En dépit de la montée en puissance des relations internationales dans l’enseignement supérieur français, un minimum de prudence s’impose, notamment pour l’enseignant qui accepte de diriger une thèse. Même s’il est convenu de s’accorder sur le bon niveau des « jeunes » internationalistes – notamment en raison de leur meilleure connaissance de l’anglais liée aux programmes ERASMUS et SOCRATES, ainsi que des nouvelles opportunités de bourses postdoctorats –, la situation de cette « non-discipline » demeure précaire. Outre les impératifs budgétaires de l’Université et de la recherche françaises, sur lesquels il est inutile de revenir ici, trois raisons peuvent être invoquées pour expliquer cette situation.
Tout d’abord, l’interdisciplinarité affichée semble toujours avoir peu de prise sur les institutions. Quoique inscrites dans le champ de la science politique (au concours de l’agrégation notamment), les relations internationales ne sont pas le monopole des politistes. Cette situation n’est pas en elle-même critiquable, et elle est source de diversité. Néanmoins, elle reste préjudiciable au développement des troisièmes cycles spécialisés, puisque nombre de cours de relations internationales dans les facultés de droit sont toujours détenus par des juristes. La situation est d’autant plus paradoxale qu’un docteur formé dans une faculté de droit n’aura aucune chance d’être retenu par la section de droit public du CNU et souffrira, du fait de son label d’origine, de réserves très fortes du CNU de science politique.
La deuxième raison qui peut être invoquée réside dans la disparité du contenu d’enseignements portant le même intitulé. L’absence d’un cursus disciplinaire défini par voie de consensus se vérifie cruellement à travers l’accroissement du nombre de manuels publiés et leur faible tirage. Le nombre d’éditions de certains d’entre eux (Les relations internationales de 1945 à nos jours de Daniel Colard est, à ce jour, en tête du palmarès pour le nombre de rééditions [22]) s’explique ainsi principalement par la prudence des éditeurs, qui limitent les tirages à 2 000 exemplaires au maximum. En dépit des efforts pour proposer des cadres conceptuels originaux, tenant compte des nouvelles grilles de lecture, ces manuels semblent attirer peu d’enseignants, qui n’expriment nul besoin de se rencontrer pour définir un corpus commun, lequel servirait prioritairement à l’insertion disciplinaire des diplômés.

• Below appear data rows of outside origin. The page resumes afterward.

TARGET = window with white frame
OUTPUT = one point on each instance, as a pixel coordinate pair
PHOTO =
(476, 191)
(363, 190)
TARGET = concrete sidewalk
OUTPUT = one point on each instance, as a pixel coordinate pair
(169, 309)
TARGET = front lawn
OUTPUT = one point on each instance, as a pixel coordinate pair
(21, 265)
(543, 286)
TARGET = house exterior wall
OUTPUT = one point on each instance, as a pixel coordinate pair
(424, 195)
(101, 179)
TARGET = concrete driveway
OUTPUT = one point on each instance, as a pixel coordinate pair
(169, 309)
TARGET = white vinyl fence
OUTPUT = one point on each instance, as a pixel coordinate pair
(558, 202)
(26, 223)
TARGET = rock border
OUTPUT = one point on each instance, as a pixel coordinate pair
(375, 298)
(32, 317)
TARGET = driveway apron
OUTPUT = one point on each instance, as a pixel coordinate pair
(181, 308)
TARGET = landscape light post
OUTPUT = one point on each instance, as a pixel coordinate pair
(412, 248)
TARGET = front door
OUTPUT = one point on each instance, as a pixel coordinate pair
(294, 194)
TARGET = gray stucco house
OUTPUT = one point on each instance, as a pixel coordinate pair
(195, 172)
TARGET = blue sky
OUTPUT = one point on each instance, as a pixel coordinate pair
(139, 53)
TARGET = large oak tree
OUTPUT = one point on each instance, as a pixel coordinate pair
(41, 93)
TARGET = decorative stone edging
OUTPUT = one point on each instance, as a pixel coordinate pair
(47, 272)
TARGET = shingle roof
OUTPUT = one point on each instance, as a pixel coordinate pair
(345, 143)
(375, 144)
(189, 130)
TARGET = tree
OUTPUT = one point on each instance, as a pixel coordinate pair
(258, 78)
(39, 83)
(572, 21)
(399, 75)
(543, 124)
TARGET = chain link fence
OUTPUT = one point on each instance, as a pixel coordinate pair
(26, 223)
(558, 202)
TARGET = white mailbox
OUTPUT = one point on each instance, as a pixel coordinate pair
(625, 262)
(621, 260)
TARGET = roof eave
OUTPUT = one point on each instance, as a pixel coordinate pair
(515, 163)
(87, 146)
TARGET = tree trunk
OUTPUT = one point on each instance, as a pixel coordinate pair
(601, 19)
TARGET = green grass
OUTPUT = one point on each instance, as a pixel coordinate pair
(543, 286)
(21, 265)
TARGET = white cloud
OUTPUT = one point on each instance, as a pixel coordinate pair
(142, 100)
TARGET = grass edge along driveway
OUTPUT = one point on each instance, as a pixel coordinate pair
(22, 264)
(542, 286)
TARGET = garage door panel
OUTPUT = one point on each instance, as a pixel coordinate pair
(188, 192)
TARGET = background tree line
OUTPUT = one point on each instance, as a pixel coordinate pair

Enfin, il convient de constater le goût immodéré des internationalistes pour les querelles de chapelle. L’opposition entre « postwestphaliens » et « adeptes du modèle westphalien » fut la dernière grande joute en date, mais il ne faut pas négliger les autres motifs d’affrontement, sanctionnés par l’excommunication de tous ceux qui sortent des normes (en s’exposant dans les médias ou en mettant en œuvre des stratégies marchandes de promotion de l’enseignement français dans le monde), dans un milieu qui s’honore pourtant de son rejet de la norme. Le refus de la citation est l’une des manifestations les plus évidentes de cet esprit d’exclusion qui prévaut parmi les internationalistes. En effet, derrière le goût immodéré pour les références anglaises, se cache le refus du dialogue entre pairs et la volonté d’imposer une approche dominante. Ces pratiques sont d’autant plus paradoxales qu’elles sont aujourd’hui essentiellement le fait des sociologues, qui refusent de délimiter un objet international spécifique, qu’ils préfèrent diluer dans une « politique mondiale » où s’estompe la distinction entre l’intérieur et l’extérieur. En dénonçant les « travers descriptifs donnant un tour très classique d’histoire diplomatique » de trop nombreuses thèses présentées au CNU pour la qualification, l’auteur d’une récente Sociologie des relations internationales, par ailleurs membre du CNU [23], exposait ainsi les critères de sélection, critères à partir desquels il était facile de déduire les motifs d’exclusion.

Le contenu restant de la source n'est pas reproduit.